The Unites States Court of Appeals for the Fifth Circuit has held that a discharged law
firm retained on a contingency fee basis may intervene as a matter of right in an action to protect
its interests under the contingency fee agreement. See Gaines v. Dixie Carriers, Inc., 434 F.2d 52
(5th Cir. 1970). In Gaines, the plaintiff signed a contingency fee contract with a law firm to
represent him in a personal injury action. After the law firm spent considerable time litigating
the case, the plaintiff discharged the law firm and substituted another law firm as counsel.

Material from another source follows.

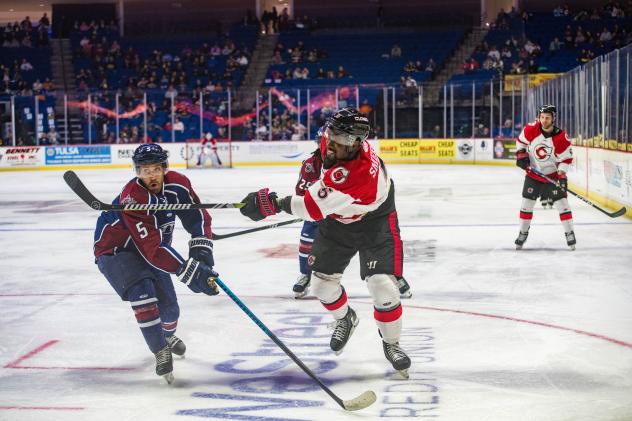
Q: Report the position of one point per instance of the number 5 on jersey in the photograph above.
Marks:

Thereafter, the discharged law firm moved to intervene in order to protect its interest in the
attorney’s fees. The district court dismissed the intervention, but the court of appeals reversed
that decision. Id. at 53-54.
The Fifth Circuit held that “it is clear that the . . . law firm here claimed an interest in the
subject of the action . . . and is so situated that the final disposition of the action may as a
practical matter impair or impede its ability to protect that interest.” Id. at 54. The court also
noted that “[n]either of the existing parties is concerned with protecting the appellant’s interest.”

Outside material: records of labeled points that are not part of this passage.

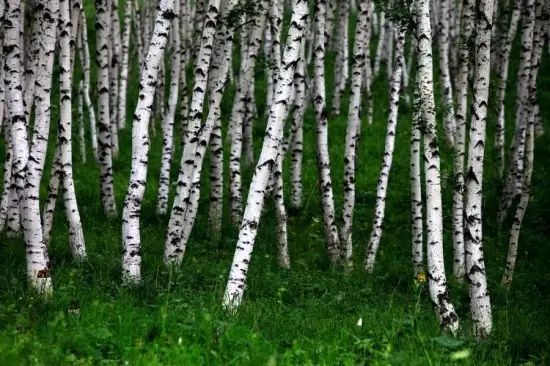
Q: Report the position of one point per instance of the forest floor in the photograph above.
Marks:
(307, 315)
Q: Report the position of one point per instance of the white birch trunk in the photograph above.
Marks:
(332, 240)
(125, 55)
(246, 76)
(297, 131)
(382, 187)
(105, 153)
(439, 293)
(38, 272)
(480, 303)
(444, 69)
(76, 236)
(268, 156)
(168, 120)
(352, 130)
(187, 198)
(464, 64)
(84, 54)
(131, 241)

Although the case sub judice is a subsequent interpleader action, the Court finds the
holding in Gaines very persuasive, if not controlling, authority. Like the discharged firm in
Gaines, Jernigan Copeland has a sufficient interest in the proceeds which are the subject of this
action. The firm is so situated that disposing of this action might, as a practical matter, impair or
impede the firm’s ability to protect its interest. Additionally, the existing parties do not
adequately represent the firm’s interest.1 Therefore, the Court finds that Jernigan Copeland is
entitled to intervene as of right under Rule 24(a)(2).2
Moreover, even if Jernigan Copeland had no right to intervene under Rule 24(a), the
Court would permit intervention under Rule 24(b). The questions of law and fact Jernigan
Copeland seeks to bring are sufficiently similar and connected to those currently pending before
the Court, and Jernigan Copeland’s intervention would not unduly delay the adjudication of the
original parties’ rights. Jernigan Copeland claims an interest in the proceeds before the Court
and disposition of its claim in this matter would foster judicial economy.

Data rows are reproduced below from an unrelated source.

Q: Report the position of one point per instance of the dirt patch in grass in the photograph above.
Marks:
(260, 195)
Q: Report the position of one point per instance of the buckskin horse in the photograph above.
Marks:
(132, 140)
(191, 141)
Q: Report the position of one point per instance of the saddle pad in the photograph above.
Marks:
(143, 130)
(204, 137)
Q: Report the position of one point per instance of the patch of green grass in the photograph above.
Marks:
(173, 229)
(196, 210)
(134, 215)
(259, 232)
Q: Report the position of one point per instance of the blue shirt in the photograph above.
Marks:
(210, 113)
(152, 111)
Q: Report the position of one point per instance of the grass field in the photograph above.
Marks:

IT IS, THEREFORE, ORDERED that Jernigan Copeland Attorneys, PLLC’s Motion to
Intervene  is GRANTED.
SO ORDERED this the 7th day of July, 2017.
s/Michael T. Parker
UNITED STATES MAGISTRATE JUDGE
Mount Carmel does not argue that the Motion to Intervene  is untimely, and the Court finds
that the Motion is timely.
Mount Carmel cites a recent Supreme Court opinion, Town of Chester, New York v. Laroe
Estates, Inc., 137 S.Ct. 1645 (2017), and argues that Jernigan Copeland lacks Article III standing
to intervene. However, “Article III does not require intervenors to independently possess
standing where the intervention is into a subsisting and continuing Article III case or controversy
and the ultimate relief sought by the intervenors is also being sought by at least one subsisting
party with standing to do so.” Ruiz v. Estelle, 161 F.3d 814, 830 (5th Cir. 1998). The Supreme
Court confirmed this statement of the law in Town of Chester holding that “[a] litigant seeking to
intervene as of right under Rule 24(a)(2) must meet the requirements of Article III standing if the
intervenor wishes to pursue relief not requested by a plaintiff.” 137 S.Ct. at 1651. Both parties
and Jernigan Copeland seek relief in the form of judgment proceeds from the underlying action.
Thus, Juernigan Copeland is not required to independently possess Article III standing.